The House voted 335-78 on Tuesday to adopt a final version of the $731.6 billion defense authorization measure, setting up a possible end-of-year showdown as President Donald Trump has vowed to veto the legislation.
House leaders have said they would cut the upcoming holiday break short, if necessary, to override the veto. Senate Majority Leader Mitch McConnell, R-Ky., has not committed to doing the same, saying Tuesday that Trump’s veto was not a certainty.
The conference report on the NDAA now awaits a vote in the Senate, expected this week, before lawmakers send the legislation to Trump’s desk. Once Trump receives the measure, he can take up to 10 days, excluding Sundays, to either sign or veto the bill.
But Trump has repeatedly said he would veto the measure over its mandate to change the names of military bases that honor Confederate figures, and its lack of a provision that would repeal legal protections for social media companies.
Language to change the names of the military bases was included in both the House and Senate versions of the bill.
Trump reiterated his displeasure with the measure early Tuesday morning, tweeting “I hope House Republicans will vote against the very weak National Defense Authorization Act (NDAA), which I will VETO.”

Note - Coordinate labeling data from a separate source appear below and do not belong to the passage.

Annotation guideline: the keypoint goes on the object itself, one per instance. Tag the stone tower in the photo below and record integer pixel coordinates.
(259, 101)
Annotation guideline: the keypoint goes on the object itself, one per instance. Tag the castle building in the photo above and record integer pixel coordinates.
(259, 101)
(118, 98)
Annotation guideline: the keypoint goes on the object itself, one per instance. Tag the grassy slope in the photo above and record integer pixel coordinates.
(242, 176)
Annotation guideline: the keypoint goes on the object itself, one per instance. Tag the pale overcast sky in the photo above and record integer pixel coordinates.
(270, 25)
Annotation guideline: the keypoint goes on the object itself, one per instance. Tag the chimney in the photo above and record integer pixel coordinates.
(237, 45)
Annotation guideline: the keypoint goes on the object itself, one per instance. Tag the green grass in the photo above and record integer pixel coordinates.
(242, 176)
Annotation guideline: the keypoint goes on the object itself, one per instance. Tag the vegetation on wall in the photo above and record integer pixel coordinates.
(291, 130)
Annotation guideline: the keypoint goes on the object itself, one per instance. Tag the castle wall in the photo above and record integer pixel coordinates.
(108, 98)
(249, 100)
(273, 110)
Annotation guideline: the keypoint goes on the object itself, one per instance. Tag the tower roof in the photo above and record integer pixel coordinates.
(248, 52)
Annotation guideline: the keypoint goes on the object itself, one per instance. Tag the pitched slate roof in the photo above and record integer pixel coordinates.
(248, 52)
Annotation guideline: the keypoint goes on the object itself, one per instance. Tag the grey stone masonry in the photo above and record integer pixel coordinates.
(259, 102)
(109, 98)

And the Office of Management and Budget re-upped the veto threat in a statement of administration policy just before the House vote.
Top lawmakers in the House, however, said this week they would bring members back to Washington for an override vote — potentially cutting short their recess — should Trump veto the bill.
“If the president vetoes it, we will come back to vote to override,” said House Armed Services Chairman Adam Smith, D-Wash., said in a conference call with reporters Monday.
House Majority Leader Steny H. Hoyer, D-Md., later suggested the same.
The NDAA, which has been enacted annually for 59 consecutive years, sets the Pentagon policies for the coming year and includes thousands of national security provisions including proposals that would authorize pay raises for troops, seek to improve the military’s response to the coronavirus pandemic and modernize the nuclear weapons stockpile.
The House and Senate passed their versions of the bills with veto-proof margins earlier this year.